Kaufmann, Dörte, Anton
Friedrich Justus Thibaut (1772-1840). Ein Heidelberger Professor zwischen
Wissenschaft und Politik (= Veröffentlichungen der Kommission für
geschichtliche Landeskunde in Baden-Württemberg, Reihe B, Forschungen Band
198). Kohlhammer, Stuttgart 2014. XXXV, 302 S. Besprochen von Gerhard Köbler.
Anton Friedrich Justus Thibaut ist vor allem durch sein 1803 in erster Auflage und 1846 in neunter Auflage vorgelegtes mehrbändiges System des Pandektenrechts, seine 1814 in erster Auflage und 1840 in dritter Auflage veröffentlichte Schrift über die Notwendigkeit eines allgemeinen bürgerlichen Rechts für Deutschland und durch seine 1824 anonym (und 1893 in siebter Auflage) publizierte Untersuchung über die Reinheit der Tonkunst hervorgetreten. Durch diese Leistungen hat er sich in der Rechtswissenschaft und auch darüber hinaus so bekannt gemacht, dass er eine umfassende Biographie verdient hätte.

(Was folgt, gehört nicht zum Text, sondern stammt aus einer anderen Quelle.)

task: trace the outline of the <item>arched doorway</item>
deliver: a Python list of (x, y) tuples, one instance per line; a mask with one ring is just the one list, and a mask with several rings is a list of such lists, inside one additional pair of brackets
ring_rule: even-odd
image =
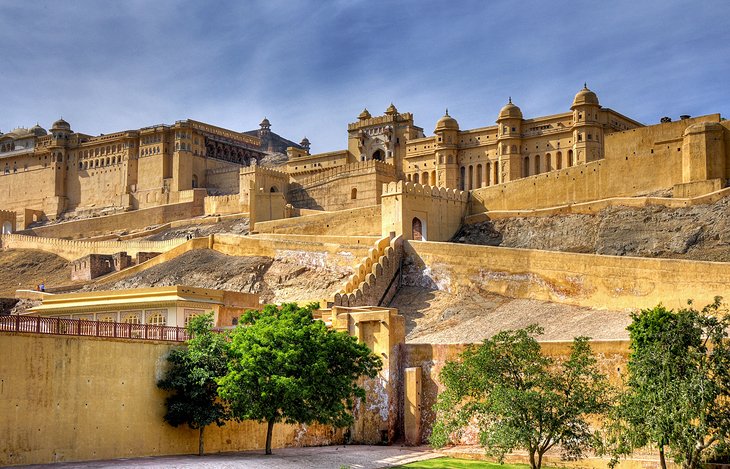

Das vorliegende Werk will und kann diese Aufgabe noch nicht bewerkstelligen, leistet aber einen wichtigen Beitrag hierfür.
Es ist die von Volker Sellin angeregte und mit großer Geduld und Anteilnahme begleitete, im Wintersemester 2009/2010 an der Universität Heidelberg angenommene Dissertation der Verfasserin. Gegliedert ist die Untersuchung nach einer Einleitung über Thema und Methode, Quellenlage und Forschungsstand, Ausführungen zur Biographie und über die Stadt Heidelberg im Großherzogtum Baden in der ersten Hälfte des 19. Jahrhunderts in drei Teile. Sie betreffen Thibauts Wirken in der Universitätspolitik (vor allem Verbesserung der studentischen Sitten, Tätigkeiten als Redakteur und Rezensent der heidelbergischen Jahrbücher der Litaratur und das Verhältnis zu den Burschenschaften), die politische Neuordnung Deutschlands unter besonderer Berücksichtigung einer kirchlichen Erneuerung und der Forderung nach landständischer Wiedergeburt und den badischen Landtag der Jahre 1819 und 1820.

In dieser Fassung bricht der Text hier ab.